Di sebuah kafetaria rumah sakit, Laras terduduk di salah satu meja makan. Wajahnya gelisah. Berkali-kali dirinya mengambil ponsel pintarnya, membuka semua sosial media, menutupnya, meletakkannya kembali di meja, dan melanjutkan makan siangnya.
Intan yang melihatnya agak risi dengan apa yang dilakukan kakaknya itu. “Kenapa sih, Mbak?” tanya Intan saat kakaknya itu akan mengambil ponselnya lagi setelah satu suapan.

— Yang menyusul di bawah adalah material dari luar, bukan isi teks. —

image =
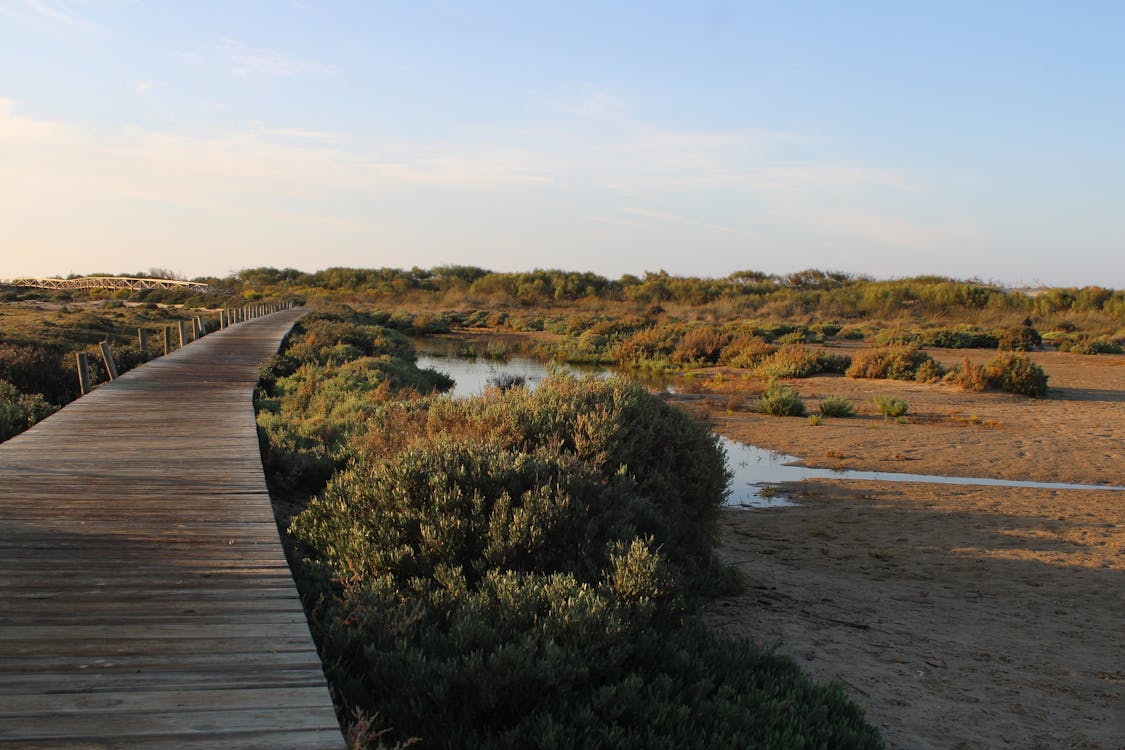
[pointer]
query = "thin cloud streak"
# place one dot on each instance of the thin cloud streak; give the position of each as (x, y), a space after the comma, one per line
(54, 12)
(246, 62)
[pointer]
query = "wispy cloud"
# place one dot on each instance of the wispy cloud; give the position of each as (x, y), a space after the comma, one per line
(246, 61)
(46, 12)
(590, 102)
(676, 218)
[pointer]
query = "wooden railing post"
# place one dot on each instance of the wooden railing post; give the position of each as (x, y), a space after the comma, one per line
(83, 372)
(107, 357)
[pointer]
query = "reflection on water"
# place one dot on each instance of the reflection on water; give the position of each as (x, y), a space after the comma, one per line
(758, 467)
(755, 470)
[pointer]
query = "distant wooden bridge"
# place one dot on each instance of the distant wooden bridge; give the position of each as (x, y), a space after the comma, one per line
(104, 282)
(144, 597)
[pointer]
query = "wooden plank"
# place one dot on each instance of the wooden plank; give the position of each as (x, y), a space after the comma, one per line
(144, 596)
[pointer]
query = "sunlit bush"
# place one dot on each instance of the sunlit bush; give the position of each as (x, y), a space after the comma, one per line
(1016, 373)
(893, 363)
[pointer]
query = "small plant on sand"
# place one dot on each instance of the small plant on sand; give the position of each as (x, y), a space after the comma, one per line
(891, 408)
(837, 406)
(968, 375)
(1016, 373)
(781, 401)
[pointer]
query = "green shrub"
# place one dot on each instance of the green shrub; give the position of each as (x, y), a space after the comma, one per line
(701, 345)
(969, 375)
(514, 570)
(1019, 339)
(790, 361)
(1082, 344)
(837, 406)
(746, 352)
(890, 407)
(781, 400)
(1016, 373)
(893, 363)
(39, 369)
(18, 410)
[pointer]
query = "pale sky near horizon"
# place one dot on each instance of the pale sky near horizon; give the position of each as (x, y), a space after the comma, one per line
(971, 139)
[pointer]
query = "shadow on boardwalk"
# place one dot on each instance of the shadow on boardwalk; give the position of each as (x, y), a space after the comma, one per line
(144, 596)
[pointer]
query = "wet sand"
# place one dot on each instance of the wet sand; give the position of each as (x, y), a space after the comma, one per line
(959, 616)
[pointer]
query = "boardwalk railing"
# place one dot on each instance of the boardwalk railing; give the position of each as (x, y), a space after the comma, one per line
(226, 317)
(144, 597)
(104, 282)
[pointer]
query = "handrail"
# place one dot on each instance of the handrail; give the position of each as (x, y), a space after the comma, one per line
(104, 282)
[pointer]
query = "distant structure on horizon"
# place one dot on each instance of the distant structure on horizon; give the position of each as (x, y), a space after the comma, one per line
(105, 282)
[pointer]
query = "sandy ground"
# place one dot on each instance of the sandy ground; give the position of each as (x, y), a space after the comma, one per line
(959, 616)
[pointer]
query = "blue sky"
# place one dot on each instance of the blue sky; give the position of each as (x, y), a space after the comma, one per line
(888, 138)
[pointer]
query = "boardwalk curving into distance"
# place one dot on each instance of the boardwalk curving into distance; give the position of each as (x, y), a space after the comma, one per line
(144, 597)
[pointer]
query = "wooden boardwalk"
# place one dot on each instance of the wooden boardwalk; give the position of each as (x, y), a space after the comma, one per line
(144, 597)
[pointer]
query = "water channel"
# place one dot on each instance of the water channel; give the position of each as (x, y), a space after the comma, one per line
(755, 469)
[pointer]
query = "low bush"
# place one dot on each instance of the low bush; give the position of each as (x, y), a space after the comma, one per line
(781, 400)
(746, 351)
(1016, 373)
(836, 406)
(519, 570)
(1019, 339)
(969, 375)
(35, 369)
(1081, 344)
(18, 410)
(893, 363)
(798, 361)
(701, 345)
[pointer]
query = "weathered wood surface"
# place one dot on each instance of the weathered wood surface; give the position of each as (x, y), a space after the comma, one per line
(144, 596)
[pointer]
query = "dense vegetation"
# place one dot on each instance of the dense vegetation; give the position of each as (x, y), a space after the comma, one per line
(771, 325)
(37, 348)
(521, 569)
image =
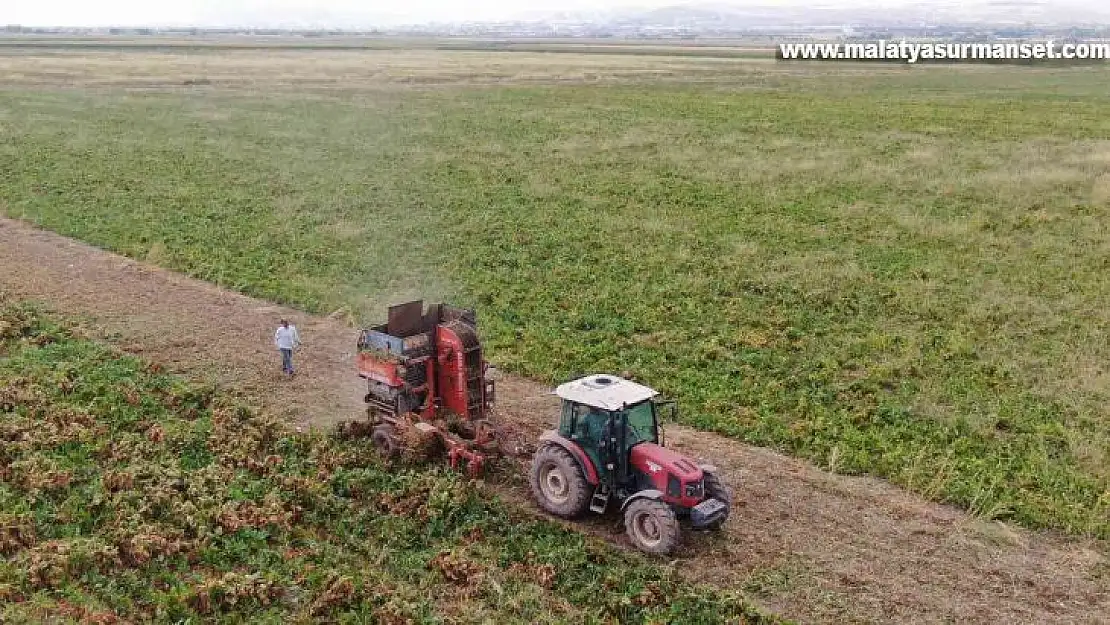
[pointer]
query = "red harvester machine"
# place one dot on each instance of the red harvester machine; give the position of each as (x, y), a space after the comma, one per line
(426, 384)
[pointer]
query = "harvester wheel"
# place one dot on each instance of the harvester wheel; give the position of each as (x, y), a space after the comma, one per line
(652, 526)
(557, 482)
(386, 441)
(716, 490)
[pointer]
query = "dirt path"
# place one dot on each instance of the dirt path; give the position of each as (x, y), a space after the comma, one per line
(809, 545)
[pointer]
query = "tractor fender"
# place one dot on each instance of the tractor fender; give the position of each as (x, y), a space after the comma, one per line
(651, 494)
(587, 466)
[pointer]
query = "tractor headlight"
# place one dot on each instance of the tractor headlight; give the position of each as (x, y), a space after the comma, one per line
(695, 490)
(674, 486)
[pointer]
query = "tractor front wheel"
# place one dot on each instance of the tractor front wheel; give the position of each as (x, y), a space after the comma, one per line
(716, 490)
(652, 526)
(557, 483)
(386, 441)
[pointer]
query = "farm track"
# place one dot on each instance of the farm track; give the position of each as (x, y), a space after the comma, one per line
(806, 544)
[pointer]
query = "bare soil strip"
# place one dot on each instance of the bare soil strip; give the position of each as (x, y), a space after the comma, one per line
(807, 544)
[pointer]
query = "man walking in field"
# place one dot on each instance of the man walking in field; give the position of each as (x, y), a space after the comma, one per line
(286, 340)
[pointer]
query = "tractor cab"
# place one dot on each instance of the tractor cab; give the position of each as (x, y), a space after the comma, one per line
(606, 416)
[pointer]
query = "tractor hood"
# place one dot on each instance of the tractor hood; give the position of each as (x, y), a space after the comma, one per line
(654, 461)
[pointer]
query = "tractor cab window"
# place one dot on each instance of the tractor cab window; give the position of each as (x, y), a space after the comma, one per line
(641, 423)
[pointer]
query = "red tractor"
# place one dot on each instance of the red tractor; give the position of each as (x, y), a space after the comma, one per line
(608, 450)
(426, 382)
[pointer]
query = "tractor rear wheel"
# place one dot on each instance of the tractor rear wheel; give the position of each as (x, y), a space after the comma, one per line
(652, 526)
(386, 441)
(557, 482)
(716, 490)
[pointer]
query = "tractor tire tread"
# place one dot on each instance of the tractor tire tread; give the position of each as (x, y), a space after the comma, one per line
(578, 501)
(669, 531)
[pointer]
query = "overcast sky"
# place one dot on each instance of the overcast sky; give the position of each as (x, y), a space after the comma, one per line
(359, 13)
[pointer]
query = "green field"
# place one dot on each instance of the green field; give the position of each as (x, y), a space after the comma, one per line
(896, 271)
(129, 493)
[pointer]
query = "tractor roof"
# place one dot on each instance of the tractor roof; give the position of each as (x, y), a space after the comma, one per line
(605, 392)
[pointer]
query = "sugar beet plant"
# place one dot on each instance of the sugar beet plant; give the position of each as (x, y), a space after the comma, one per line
(129, 495)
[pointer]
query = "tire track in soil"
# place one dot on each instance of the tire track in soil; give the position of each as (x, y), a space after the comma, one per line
(804, 543)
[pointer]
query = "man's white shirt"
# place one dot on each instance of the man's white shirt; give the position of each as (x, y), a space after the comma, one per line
(286, 338)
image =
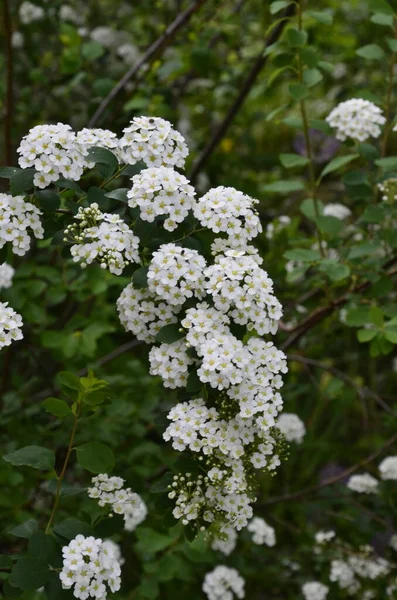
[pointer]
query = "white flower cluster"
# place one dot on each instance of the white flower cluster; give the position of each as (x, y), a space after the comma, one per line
(292, 427)
(226, 210)
(52, 151)
(154, 141)
(90, 567)
(244, 291)
(176, 274)
(314, 590)
(388, 468)
(6, 275)
(357, 119)
(10, 325)
(225, 542)
(16, 218)
(262, 533)
(162, 191)
(110, 492)
(29, 12)
(144, 314)
(171, 362)
(223, 583)
(104, 237)
(339, 211)
(363, 484)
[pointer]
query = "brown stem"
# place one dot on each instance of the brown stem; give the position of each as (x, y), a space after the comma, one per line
(63, 471)
(331, 480)
(164, 39)
(252, 76)
(9, 84)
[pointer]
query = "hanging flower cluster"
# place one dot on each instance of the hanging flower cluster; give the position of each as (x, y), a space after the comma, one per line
(357, 119)
(90, 567)
(110, 493)
(103, 237)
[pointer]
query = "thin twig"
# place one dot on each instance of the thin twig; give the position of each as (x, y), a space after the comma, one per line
(331, 480)
(362, 391)
(9, 84)
(256, 68)
(164, 39)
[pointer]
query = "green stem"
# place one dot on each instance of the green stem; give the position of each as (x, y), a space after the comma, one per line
(63, 471)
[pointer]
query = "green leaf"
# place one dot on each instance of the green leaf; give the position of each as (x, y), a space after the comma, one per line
(302, 254)
(49, 200)
(92, 50)
(284, 187)
(8, 172)
(296, 37)
(95, 457)
(69, 528)
(365, 335)
(57, 407)
(290, 161)
(371, 52)
(298, 91)
(25, 530)
(30, 573)
(387, 164)
(139, 278)
(337, 163)
(120, 195)
(324, 16)
(334, 270)
(32, 456)
(22, 181)
(104, 157)
(277, 6)
(170, 334)
(382, 19)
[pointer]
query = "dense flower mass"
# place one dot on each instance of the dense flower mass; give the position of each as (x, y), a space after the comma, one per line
(388, 468)
(262, 533)
(110, 492)
(363, 484)
(223, 583)
(6, 275)
(162, 192)
(154, 141)
(292, 427)
(10, 325)
(226, 210)
(90, 567)
(17, 217)
(357, 119)
(176, 274)
(103, 237)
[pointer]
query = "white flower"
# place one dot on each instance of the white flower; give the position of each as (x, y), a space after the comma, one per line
(103, 237)
(154, 141)
(162, 191)
(226, 210)
(363, 484)
(90, 565)
(357, 119)
(339, 211)
(17, 217)
(292, 427)
(388, 468)
(29, 12)
(223, 583)
(110, 493)
(10, 325)
(262, 532)
(6, 276)
(314, 590)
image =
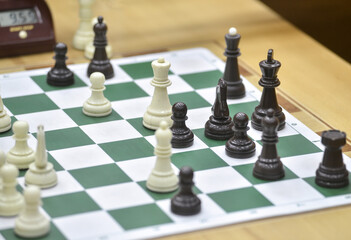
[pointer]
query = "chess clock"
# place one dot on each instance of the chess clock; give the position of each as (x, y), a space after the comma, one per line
(25, 27)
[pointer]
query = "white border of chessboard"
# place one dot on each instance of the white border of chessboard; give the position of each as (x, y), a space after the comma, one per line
(229, 218)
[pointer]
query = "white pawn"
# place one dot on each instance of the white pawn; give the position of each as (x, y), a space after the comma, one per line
(21, 155)
(2, 163)
(31, 223)
(5, 120)
(84, 33)
(162, 178)
(90, 48)
(41, 172)
(160, 108)
(97, 105)
(11, 201)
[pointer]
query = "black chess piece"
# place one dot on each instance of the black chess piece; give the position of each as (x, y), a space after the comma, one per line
(100, 62)
(231, 75)
(220, 125)
(268, 166)
(269, 82)
(332, 172)
(240, 145)
(60, 75)
(182, 136)
(185, 202)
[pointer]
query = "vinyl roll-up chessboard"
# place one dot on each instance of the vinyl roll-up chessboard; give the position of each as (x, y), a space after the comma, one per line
(103, 163)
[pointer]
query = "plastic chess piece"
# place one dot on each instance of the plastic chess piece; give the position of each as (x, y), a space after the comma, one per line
(31, 223)
(160, 108)
(269, 82)
(60, 75)
(162, 177)
(240, 145)
(21, 155)
(186, 202)
(97, 105)
(90, 49)
(268, 166)
(5, 120)
(84, 33)
(332, 172)
(182, 136)
(41, 172)
(100, 61)
(231, 75)
(11, 201)
(220, 125)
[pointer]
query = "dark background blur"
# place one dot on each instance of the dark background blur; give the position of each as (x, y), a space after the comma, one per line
(327, 21)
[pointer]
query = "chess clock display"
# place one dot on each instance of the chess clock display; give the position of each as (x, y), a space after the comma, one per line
(25, 27)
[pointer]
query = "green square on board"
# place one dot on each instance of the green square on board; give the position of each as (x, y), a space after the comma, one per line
(199, 159)
(97, 176)
(246, 171)
(140, 216)
(200, 133)
(191, 99)
(54, 233)
(295, 145)
(203, 79)
(122, 91)
(139, 70)
(79, 202)
(329, 192)
(66, 138)
(246, 107)
(77, 115)
(128, 149)
(41, 81)
(29, 104)
(161, 196)
(137, 123)
(240, 199)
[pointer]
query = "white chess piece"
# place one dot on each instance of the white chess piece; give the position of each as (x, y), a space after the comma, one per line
(21, 155)
(41, 172)
(85, 32)
(2, 163)
(90, 49)
(5, 120)
(97, 105)
(31, 223)
(11, 201)
(160, 108)
(162, 177)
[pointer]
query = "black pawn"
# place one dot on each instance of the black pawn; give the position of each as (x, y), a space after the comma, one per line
(60, 75)
(268, 166)
(185, 202)
(332, 172)
(231, 76)
(240, 145)
(182, 136)
(269, 82)
(100, 62)
(220, 125)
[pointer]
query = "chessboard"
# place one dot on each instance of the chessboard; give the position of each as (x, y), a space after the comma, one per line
(103, 163)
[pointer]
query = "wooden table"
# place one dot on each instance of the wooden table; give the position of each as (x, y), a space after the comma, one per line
(312, 77)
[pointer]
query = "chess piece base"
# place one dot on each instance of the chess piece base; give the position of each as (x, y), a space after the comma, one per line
(189, 206)
(60, 79)
(268, 169)
(332, 178)
(41, 177)
(32, 228)
(219, 129)
(20, 161)
(97, 110)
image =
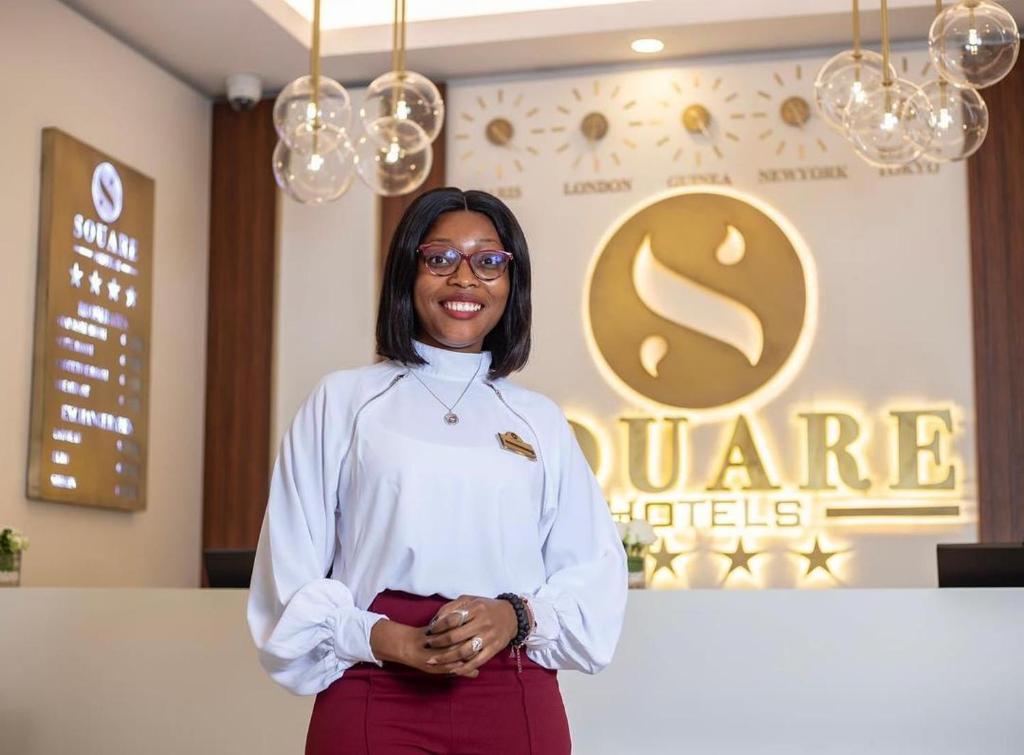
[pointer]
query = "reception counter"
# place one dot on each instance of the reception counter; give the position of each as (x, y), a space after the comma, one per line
(169, 671)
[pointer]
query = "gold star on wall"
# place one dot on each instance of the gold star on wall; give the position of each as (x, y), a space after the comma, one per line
(664, 558)
(739, 558)
(818, 558)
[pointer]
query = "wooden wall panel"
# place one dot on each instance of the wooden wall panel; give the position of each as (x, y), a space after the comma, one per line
(243, 217)
(995, 176)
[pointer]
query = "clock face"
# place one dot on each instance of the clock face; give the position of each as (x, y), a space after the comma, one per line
(700, 121)
(497, 135)
(108, 194)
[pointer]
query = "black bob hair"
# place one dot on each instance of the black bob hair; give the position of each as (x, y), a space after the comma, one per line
(509, 341)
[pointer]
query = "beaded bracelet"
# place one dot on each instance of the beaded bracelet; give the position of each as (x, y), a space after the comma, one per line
(523, 623)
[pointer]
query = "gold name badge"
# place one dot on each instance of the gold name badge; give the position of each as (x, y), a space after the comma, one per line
(511, 442)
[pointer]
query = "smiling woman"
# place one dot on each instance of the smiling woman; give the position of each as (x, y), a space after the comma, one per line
(435, 549)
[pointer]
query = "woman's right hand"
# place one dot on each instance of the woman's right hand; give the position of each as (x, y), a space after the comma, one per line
(396, 642)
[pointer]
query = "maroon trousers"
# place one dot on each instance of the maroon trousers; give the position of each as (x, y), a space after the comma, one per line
(398, 710)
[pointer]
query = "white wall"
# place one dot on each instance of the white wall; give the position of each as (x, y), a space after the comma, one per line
(892, 260)
(56, 69)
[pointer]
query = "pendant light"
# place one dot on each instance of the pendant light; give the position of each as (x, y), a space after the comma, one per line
(889, 126)
(960, 118)
(401, 114)
(313, 160)
(974, 43)
(847, 76)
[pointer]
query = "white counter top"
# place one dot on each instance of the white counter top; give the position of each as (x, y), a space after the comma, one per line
(163, 671)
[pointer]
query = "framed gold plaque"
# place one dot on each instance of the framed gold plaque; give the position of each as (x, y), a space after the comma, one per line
(90, 391)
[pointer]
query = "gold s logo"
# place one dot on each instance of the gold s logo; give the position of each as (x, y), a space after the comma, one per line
(700, 300)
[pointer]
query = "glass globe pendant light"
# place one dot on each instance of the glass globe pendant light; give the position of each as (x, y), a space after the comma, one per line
(394, 154)
(314, 177)
(847, 76)
(313, 161)
(403, 94)
(974, 43)
(958, 121)
(393, 157)
(960, 118)
(889, 126)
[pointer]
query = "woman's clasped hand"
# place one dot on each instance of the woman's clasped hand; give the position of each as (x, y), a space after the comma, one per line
(445, 645)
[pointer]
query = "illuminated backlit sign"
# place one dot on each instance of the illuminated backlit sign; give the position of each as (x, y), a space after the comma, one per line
(93, 307)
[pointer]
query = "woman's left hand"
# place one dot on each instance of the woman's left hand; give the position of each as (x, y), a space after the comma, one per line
(493, 620)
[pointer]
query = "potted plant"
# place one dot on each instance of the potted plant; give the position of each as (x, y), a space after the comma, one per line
(11, 544)
(637, 537)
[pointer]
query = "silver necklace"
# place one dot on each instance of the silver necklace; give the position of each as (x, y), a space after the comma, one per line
(451, 418)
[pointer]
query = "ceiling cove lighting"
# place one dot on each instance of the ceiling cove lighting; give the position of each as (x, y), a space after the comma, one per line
(647, 45)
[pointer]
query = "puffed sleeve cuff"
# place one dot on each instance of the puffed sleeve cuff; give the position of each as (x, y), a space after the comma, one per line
(546, 630)
(322, 621)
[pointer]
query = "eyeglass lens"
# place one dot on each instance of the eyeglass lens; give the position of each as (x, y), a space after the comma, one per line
(485, 264)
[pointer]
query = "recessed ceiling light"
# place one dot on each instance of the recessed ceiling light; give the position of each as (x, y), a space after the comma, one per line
(647, 45)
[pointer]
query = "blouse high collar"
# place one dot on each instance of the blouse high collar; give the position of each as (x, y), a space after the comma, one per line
(449, 365)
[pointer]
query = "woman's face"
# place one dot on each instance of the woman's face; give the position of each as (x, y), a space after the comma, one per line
(433, 296)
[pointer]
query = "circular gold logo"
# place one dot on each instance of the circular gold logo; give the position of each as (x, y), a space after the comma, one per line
(701, 299)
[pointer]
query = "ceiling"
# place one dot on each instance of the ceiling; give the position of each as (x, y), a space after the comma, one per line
(203, 41)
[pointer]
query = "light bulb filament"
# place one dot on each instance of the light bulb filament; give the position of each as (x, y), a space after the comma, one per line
(973, 41)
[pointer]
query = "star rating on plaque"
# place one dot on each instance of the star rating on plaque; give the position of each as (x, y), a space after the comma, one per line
(739, 558)
(76, 276)
(665, 557)
(818, 558)
(114, 288)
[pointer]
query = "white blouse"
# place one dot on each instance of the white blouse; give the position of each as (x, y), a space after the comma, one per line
(373, 490)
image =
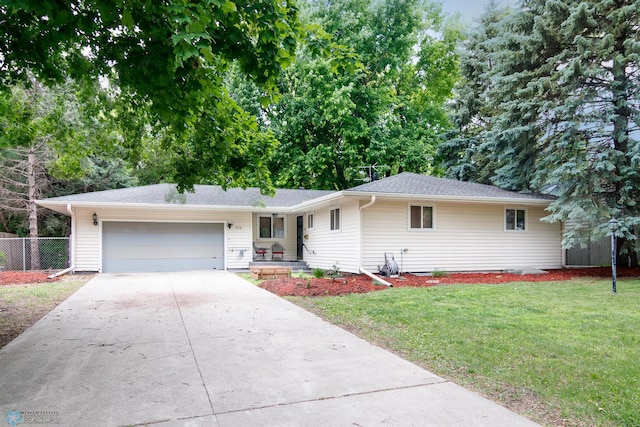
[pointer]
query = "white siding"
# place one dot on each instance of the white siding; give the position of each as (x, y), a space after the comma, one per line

Laras melirik adiknya sebentar lalu menatap ponselnya lagi yang sudah ada di laman Facebook. “Ah, nggak.” Laras menggeleng lalu menutup ponselnya.
“Kenapa kayak yang gelisah gitu?” Dahi intan mengernyit. Tapi beberapa saat kemudian, dia menyadari sesuatu. “Oh. Mbak kepikiran Pak Feri ya?”
Sesungguhnya Laras ingin menganggapnya. Akan tetapi, apa yang dikatakan adiknya itu benar. “Iya, Tan. Biasanya dia akan unggah foto-foto bersama anaknya kalau sudah jalan-jalan. Kenapa hari ini nggak ya?” ucap Laras sambil melanjutkan makan siangnya. Dia berusaha untuk terlihat biasa saja saat mengatakannya.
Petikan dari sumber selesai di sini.